E esse sanatório a que me refiro é o seio familiar, é o seio social, é a completa e absoluta desordem que observei ao abrir meus olhos. (p.21)

A reflexão mais interessante desta obra, ao menos para mim, é a pergunta que o autor traz a tona ao leitor sobre a imposição da definição do padrão de normalidade do sujeito, para que assim, se estabeleça uma linha tênue que nos permitirá dizer o que é ou não loucura, afinal “[...] para dissertar sobre a loucura, temos que traçar um parâmetro de normalidade”. Novamente, o autor faz-nos pensar sobre como lidamos com o diferencial no meio de tanta gente igual. Ao falar sobre seus pensamentos contemporâneos acerca da filosofia e da vida, o autor, diz-nos: “E um louco pode dizer de si, rotular-se, expressar-se da forma como ele quiser, pois ele é louco mesmo, e ninguém nunca vai questionar as besteiras que ele está escrevendo” (p.25).
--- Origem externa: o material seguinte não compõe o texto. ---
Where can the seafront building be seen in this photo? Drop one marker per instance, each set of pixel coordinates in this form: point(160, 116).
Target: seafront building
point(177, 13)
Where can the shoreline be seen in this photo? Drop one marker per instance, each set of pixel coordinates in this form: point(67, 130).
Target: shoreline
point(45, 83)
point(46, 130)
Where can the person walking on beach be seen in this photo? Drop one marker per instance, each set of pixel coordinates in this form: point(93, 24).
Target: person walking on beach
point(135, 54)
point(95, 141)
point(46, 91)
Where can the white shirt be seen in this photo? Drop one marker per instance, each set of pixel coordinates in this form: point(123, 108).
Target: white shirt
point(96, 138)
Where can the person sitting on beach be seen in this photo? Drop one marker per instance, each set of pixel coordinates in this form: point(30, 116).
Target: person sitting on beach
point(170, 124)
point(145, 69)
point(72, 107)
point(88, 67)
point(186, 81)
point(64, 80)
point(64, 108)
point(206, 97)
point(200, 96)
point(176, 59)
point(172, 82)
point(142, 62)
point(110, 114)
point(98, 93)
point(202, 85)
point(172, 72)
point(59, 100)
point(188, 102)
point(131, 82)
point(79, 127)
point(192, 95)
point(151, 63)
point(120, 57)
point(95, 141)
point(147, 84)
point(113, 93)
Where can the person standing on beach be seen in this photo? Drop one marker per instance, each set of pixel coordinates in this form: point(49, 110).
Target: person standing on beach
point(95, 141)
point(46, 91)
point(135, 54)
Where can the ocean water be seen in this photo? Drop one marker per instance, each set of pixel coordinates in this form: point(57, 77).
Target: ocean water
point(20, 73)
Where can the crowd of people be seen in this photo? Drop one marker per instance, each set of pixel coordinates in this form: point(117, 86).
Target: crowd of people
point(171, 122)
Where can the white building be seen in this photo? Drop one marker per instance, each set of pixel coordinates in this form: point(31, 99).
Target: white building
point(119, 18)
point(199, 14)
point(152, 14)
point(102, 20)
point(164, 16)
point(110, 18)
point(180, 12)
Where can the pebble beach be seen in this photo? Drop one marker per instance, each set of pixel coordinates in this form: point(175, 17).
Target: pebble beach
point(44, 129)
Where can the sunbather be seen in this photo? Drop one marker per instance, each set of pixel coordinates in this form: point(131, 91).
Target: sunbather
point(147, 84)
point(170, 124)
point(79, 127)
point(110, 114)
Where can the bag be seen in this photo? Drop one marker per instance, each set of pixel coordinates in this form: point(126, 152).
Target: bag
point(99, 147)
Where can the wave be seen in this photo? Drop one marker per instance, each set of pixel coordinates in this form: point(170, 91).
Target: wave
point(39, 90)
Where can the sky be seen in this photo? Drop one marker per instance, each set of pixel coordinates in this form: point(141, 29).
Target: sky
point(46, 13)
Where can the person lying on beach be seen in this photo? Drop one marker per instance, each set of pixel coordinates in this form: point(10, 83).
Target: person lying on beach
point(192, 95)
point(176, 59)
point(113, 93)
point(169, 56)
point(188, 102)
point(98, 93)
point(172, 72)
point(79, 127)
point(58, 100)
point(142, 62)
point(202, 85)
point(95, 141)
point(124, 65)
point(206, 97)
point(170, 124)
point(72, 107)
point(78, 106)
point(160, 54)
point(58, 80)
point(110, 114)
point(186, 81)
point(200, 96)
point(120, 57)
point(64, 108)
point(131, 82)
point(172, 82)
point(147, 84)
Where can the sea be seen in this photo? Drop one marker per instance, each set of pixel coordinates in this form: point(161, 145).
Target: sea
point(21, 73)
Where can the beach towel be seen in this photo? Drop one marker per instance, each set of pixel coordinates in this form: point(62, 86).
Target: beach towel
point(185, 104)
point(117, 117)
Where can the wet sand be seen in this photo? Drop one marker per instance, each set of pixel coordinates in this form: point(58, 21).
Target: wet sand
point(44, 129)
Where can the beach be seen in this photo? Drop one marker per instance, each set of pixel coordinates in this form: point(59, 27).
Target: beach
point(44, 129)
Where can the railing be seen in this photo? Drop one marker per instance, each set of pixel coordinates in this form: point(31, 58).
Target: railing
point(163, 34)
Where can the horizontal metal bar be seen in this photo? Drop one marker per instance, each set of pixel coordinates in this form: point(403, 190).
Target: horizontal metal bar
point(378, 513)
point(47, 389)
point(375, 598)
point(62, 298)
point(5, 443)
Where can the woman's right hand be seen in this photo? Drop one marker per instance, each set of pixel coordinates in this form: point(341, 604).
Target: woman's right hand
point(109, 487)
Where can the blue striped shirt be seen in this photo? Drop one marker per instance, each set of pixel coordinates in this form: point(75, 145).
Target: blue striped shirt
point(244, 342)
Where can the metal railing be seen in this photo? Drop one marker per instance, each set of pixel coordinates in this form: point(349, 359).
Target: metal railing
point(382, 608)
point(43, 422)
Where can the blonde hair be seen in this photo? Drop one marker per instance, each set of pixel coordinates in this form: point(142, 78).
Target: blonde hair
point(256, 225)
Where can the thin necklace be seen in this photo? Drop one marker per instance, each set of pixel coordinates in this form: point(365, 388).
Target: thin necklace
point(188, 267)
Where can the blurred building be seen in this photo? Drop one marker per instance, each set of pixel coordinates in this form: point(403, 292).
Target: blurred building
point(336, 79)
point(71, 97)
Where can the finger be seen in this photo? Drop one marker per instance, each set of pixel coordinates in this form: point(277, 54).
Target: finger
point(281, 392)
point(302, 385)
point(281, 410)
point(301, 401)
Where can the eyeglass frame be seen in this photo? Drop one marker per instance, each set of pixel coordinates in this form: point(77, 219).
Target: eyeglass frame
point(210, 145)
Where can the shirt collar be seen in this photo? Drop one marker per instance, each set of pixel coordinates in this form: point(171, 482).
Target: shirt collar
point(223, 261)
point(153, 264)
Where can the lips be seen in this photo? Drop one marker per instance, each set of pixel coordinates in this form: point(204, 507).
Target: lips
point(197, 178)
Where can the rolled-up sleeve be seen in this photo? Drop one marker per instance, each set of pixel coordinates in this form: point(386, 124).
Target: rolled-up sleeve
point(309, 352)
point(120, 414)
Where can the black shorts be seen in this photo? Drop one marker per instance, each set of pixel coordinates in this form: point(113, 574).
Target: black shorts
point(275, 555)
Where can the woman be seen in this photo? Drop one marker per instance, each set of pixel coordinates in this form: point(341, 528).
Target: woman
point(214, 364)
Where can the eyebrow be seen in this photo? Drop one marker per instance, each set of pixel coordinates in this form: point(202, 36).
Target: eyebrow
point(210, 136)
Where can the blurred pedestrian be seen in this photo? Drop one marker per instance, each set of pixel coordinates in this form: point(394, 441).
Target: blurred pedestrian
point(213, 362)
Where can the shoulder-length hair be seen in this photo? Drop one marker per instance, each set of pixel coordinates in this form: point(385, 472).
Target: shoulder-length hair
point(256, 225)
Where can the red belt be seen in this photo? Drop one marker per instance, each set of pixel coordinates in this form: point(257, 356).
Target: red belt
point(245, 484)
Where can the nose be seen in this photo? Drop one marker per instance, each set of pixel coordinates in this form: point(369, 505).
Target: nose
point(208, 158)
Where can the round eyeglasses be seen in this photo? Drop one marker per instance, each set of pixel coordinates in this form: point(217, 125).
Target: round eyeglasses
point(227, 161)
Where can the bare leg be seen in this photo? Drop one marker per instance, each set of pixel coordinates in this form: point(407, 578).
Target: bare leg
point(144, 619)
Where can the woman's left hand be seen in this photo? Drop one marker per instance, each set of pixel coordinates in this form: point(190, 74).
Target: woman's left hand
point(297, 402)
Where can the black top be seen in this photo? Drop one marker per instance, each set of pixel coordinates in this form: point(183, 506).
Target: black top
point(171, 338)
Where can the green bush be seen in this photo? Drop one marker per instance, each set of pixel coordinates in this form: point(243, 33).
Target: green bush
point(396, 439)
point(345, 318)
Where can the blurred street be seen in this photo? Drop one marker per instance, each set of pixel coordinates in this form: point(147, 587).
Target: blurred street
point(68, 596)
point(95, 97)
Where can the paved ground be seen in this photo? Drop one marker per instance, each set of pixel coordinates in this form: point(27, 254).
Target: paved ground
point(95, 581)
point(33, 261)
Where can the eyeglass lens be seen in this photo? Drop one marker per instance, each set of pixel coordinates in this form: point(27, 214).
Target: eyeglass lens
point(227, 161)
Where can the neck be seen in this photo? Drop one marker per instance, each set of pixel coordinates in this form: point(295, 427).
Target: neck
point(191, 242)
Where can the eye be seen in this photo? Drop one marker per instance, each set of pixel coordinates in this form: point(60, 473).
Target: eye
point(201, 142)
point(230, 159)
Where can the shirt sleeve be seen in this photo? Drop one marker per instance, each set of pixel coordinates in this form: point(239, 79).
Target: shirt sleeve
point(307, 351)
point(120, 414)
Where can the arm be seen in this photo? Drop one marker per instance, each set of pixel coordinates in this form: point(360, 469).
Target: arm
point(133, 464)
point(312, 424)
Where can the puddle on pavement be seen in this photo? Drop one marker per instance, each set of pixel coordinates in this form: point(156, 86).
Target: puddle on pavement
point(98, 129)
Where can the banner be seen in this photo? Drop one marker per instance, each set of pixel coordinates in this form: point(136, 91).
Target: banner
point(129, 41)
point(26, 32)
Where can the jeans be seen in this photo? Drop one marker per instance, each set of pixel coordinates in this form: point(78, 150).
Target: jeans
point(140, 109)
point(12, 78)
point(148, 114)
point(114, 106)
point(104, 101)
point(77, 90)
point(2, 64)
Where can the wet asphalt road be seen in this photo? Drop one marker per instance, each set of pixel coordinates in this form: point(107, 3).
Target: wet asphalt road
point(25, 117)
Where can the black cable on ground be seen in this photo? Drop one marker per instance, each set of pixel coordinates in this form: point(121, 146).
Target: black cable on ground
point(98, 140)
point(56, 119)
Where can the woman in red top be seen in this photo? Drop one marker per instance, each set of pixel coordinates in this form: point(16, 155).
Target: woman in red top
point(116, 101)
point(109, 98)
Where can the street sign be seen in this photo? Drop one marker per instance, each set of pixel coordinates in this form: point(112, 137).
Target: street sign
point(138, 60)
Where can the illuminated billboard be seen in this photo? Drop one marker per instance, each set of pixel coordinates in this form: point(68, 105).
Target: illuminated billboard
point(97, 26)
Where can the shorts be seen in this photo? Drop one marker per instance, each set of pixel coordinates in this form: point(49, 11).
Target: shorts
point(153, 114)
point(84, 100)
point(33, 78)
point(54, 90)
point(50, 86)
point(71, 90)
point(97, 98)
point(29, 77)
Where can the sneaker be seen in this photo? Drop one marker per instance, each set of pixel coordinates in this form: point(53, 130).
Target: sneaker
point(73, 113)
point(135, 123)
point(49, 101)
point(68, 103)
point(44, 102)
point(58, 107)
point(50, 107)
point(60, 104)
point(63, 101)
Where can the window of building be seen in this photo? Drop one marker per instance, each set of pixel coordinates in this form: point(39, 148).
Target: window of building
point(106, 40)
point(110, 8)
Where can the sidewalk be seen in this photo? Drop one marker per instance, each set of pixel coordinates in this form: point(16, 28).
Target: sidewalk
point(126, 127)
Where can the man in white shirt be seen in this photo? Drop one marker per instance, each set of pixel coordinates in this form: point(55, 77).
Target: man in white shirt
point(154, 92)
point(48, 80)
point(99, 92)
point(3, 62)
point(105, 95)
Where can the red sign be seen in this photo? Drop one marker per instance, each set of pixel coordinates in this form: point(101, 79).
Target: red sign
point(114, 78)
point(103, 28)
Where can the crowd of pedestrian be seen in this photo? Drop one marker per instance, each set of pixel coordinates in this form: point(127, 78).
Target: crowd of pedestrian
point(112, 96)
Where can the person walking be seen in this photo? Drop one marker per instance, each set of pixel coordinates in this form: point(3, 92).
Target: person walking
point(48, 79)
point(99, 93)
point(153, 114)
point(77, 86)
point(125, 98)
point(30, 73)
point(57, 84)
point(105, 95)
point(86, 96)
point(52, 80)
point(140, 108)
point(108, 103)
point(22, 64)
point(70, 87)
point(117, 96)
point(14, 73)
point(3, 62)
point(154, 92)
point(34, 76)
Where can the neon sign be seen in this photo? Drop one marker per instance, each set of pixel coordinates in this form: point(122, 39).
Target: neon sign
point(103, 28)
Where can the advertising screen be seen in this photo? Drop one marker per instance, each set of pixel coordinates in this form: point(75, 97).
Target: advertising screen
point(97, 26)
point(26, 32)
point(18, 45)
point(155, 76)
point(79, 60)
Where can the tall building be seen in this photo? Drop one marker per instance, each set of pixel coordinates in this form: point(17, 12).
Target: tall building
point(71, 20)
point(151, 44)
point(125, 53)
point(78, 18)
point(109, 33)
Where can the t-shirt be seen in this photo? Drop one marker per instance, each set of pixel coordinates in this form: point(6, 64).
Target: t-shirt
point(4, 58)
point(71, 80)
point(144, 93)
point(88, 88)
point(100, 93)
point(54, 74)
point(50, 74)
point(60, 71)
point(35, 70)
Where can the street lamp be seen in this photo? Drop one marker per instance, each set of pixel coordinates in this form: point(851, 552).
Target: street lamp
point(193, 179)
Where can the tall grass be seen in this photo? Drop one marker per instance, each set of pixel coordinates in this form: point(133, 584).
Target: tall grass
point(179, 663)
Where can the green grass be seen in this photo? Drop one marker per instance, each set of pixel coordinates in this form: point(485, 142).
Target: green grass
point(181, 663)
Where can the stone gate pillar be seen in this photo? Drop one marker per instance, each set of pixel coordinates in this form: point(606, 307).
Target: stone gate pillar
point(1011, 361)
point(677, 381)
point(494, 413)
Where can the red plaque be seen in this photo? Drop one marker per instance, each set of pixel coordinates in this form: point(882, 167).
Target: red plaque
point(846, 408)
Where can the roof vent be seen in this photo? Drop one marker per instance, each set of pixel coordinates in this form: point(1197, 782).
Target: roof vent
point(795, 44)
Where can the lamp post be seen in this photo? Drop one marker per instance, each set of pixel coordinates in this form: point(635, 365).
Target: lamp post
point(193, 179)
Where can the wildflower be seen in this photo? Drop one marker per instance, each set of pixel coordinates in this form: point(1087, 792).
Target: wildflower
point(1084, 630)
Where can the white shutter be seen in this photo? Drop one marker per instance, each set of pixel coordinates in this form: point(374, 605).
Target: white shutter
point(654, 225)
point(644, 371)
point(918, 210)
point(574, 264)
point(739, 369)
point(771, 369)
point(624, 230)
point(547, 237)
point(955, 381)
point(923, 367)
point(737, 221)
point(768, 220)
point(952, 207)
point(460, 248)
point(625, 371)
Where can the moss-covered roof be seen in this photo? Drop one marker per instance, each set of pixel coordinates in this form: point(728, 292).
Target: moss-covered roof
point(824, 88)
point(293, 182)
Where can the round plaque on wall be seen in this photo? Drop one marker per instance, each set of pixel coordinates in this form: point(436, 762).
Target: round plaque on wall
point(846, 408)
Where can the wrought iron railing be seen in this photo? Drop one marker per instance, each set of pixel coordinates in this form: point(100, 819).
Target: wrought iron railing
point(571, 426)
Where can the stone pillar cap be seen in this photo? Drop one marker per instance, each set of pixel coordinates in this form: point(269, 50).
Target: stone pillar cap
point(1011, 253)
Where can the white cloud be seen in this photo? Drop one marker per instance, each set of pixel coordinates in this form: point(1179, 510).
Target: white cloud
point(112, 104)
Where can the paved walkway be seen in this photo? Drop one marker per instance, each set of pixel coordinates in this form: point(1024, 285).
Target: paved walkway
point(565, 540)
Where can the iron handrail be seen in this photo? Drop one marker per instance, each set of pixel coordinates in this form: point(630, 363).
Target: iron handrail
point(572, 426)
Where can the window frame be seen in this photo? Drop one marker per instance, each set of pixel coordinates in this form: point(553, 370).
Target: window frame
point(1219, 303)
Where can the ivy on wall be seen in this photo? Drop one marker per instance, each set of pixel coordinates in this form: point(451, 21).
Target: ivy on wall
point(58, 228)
Ao final desta obra, deparamo-nos com um emaranhado de questões socioculturais e éticas. A loucura de Carvalheira nos proporciona uma visão de mundo além do que estamos habituados e acostumados, uma visão realmente elucidativa acerca da realidade na qual vivemos. Uma leitura fluída e composta de questões que nos impomos.


O AUTOR
GIBA CARVALHEIRA Nasceu no Recife, em 1971. É jornalista, músico e autor de outros quatro títulos publicados: Universo Submerso, O Sacerdote da Medicina, A Maldição de Tourett e e Uma Temporada no Holiday.